El 25 de diciembre de 2012, por un paro cardiaco, Rose murió dormida. Yo me enteré por Facebook. Su madre, víctima de quién sabe qué creencias, no quiso contarnos nada. Ya luego, la noticia llegó confirmada por un conocido de la familia que viajó por esas fechas a México. Mientras, veía decenas de publicaciones sobre su biografía de gente diciendo que la extrañaría y le deseaba un buen viaje o ponía un seco "R.I.P." para recordarla. Ya no nos deseó un Feliz Año Nuevo ni me mandó las usuales felicitaciones atrasadas de cumpleaños.
Su última publicación me parecería algo cursi si no fuera porque su muerte le añadió gravedad: una imagen motivacional que termina con un "so go on, dream big!" que no puede sonarme sino patético ahora. De todo, me quedo con su última imagen de perfil: un adorno de Piolín disfrazado de ángel que cuelga de su árbol de navidad para recordarme que allí se quedó, congelada, cumpliendo su american dream bien bonito y luminoso que la llevó a la obesidad mórbida y a morirse de pronto a los cuarentaytantos para dejar sola a su madre en un país cuya lengua no entiende.
3.
¿Qué se hace con los muertos en las redes sociales? Sé del caso de un hombre cuya esposa falleció y desde la cuenta de ésta compartía fotos de su hija y hablaba en primera persona. Esto me parece un extremo bastante espeluznante, que en algo se acerca a ese episodio de Black Mirror en el que se puede reconstruir artificialmente a una persona a partir de su actividad en internet. Yo no resistí el impulso de poner un escueto "no lo puedo creer" sobre la biografía de mi tía muerta y ahora regresé al perfil para ver que cada tanto hay alguien que le escribe para decirle lo mucho que la extraña y la falta que hace. En un mes sería su cumpleaños y seguramente, como en el año anterior, muchos van a pasar por ahí a dejar un saludo.
Sé que una cuenta se puede cambiar a una especie de memorial si se presenta un acta de defunción. No tengo tal documento y, si lo tuviera, no creo que me correspondiera hacerlo, aunque dudo que alguien más lo haga nunca. Seguirá apareciendo en las listas de "personas que quizá conozcas" y algún despistado le enviará solicitud de amistad. Hay, según esta nota del 2012, 30 millones de usuarios muertos en Facebook que ahora deberán ser más.

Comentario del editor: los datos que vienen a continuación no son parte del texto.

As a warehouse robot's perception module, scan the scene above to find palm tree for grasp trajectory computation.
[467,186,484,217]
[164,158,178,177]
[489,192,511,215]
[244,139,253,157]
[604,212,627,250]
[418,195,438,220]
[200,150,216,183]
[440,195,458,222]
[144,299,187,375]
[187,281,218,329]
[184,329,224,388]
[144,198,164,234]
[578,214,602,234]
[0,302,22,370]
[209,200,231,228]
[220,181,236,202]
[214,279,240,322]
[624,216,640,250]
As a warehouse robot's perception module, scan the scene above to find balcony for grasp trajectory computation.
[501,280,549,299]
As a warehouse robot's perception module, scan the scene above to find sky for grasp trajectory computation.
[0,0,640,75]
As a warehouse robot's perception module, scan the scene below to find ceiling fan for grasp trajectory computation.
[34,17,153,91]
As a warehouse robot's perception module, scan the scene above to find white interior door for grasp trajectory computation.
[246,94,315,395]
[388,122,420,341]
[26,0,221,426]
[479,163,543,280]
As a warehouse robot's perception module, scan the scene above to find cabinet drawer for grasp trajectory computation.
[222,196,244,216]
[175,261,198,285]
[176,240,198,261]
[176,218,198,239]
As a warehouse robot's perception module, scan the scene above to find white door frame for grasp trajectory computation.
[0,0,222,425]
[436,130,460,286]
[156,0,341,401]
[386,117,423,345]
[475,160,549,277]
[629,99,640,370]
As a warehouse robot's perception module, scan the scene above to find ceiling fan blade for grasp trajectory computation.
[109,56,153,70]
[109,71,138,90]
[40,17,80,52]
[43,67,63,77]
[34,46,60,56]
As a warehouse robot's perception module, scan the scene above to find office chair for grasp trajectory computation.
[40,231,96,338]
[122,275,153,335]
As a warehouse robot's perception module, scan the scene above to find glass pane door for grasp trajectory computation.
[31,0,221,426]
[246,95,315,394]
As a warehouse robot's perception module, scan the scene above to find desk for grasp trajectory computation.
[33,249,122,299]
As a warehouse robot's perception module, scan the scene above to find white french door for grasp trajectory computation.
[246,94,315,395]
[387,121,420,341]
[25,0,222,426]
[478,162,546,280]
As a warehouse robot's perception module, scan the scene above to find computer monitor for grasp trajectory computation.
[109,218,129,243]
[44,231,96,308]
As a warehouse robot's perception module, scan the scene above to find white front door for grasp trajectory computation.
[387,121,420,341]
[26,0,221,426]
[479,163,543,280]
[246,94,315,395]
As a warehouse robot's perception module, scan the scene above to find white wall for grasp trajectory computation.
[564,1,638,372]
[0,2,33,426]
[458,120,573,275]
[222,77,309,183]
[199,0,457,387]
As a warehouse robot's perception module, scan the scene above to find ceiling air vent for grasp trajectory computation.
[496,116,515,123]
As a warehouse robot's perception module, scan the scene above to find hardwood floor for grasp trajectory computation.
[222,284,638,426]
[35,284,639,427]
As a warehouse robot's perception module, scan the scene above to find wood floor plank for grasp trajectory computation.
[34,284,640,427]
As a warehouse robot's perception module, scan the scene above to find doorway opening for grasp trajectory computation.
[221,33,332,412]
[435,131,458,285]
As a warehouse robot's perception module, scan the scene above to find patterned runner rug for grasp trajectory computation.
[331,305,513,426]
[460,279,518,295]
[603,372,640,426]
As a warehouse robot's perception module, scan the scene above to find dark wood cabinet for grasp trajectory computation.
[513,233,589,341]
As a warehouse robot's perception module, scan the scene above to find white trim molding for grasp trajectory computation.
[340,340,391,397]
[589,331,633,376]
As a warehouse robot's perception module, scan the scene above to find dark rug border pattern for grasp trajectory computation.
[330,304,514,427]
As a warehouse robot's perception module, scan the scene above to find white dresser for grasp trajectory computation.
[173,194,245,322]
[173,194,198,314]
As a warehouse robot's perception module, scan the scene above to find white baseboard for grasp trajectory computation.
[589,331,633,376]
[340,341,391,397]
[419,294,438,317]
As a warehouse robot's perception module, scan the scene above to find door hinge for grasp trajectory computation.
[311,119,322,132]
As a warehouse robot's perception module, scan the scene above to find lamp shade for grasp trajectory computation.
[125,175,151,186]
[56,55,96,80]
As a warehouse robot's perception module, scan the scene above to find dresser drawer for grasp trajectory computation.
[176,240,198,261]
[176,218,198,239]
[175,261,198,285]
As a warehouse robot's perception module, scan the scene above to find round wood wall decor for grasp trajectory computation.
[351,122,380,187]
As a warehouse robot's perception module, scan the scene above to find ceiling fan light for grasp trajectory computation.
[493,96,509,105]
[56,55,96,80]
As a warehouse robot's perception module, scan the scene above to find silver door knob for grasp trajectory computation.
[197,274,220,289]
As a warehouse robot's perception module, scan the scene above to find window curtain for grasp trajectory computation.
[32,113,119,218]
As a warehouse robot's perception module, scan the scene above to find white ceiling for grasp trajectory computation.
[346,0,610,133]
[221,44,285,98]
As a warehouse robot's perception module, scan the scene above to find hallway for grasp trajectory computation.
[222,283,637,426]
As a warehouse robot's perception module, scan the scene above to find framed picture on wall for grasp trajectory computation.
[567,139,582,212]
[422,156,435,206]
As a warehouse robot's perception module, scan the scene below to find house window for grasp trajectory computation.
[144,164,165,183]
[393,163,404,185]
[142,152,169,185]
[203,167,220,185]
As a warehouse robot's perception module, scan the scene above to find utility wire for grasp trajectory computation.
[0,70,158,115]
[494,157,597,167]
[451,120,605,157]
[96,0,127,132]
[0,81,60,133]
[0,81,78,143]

No sé si esa cuenta va a quedar abierta siempre, ni qué va a pasar con las mías cuando yo me muera si es que en ese momento las sigo usando. Ahora me quedo con la pregunta de por qué tendemos a activar compulsivamente los mecanismos de la nostalgia con aplicaciones como ésta, con Instagram que le coloca filtros a nuestras imágenes nuevas para revestirlas con una falsa pátina de años, o con el regalo que Twitter nos hacía hace algunos meses para ver nuestro primer tweet y el de los otros. Entre eso y mirar fotos de mi infancia está la distancia de la tangibilidad y está, también, una decisión consciente: yo voy a las imágenes viejas porque quiero y decido sacar la caja que las contiene. Timehop, en cambio, me hace ver aunque no siempre quiero, y me trae improntas que no sé si se activarían fuera de mis dispositivos electrónicos. Por ahora me basta el olor de ciertos perfumes, ciertas formas de mirar, algunas siluetas de la tarde, y me alegro de que no se hayan encontrado los logaritmos de la memoria.
Pienso en desactivar el saltatiempo, pero no me decido aún.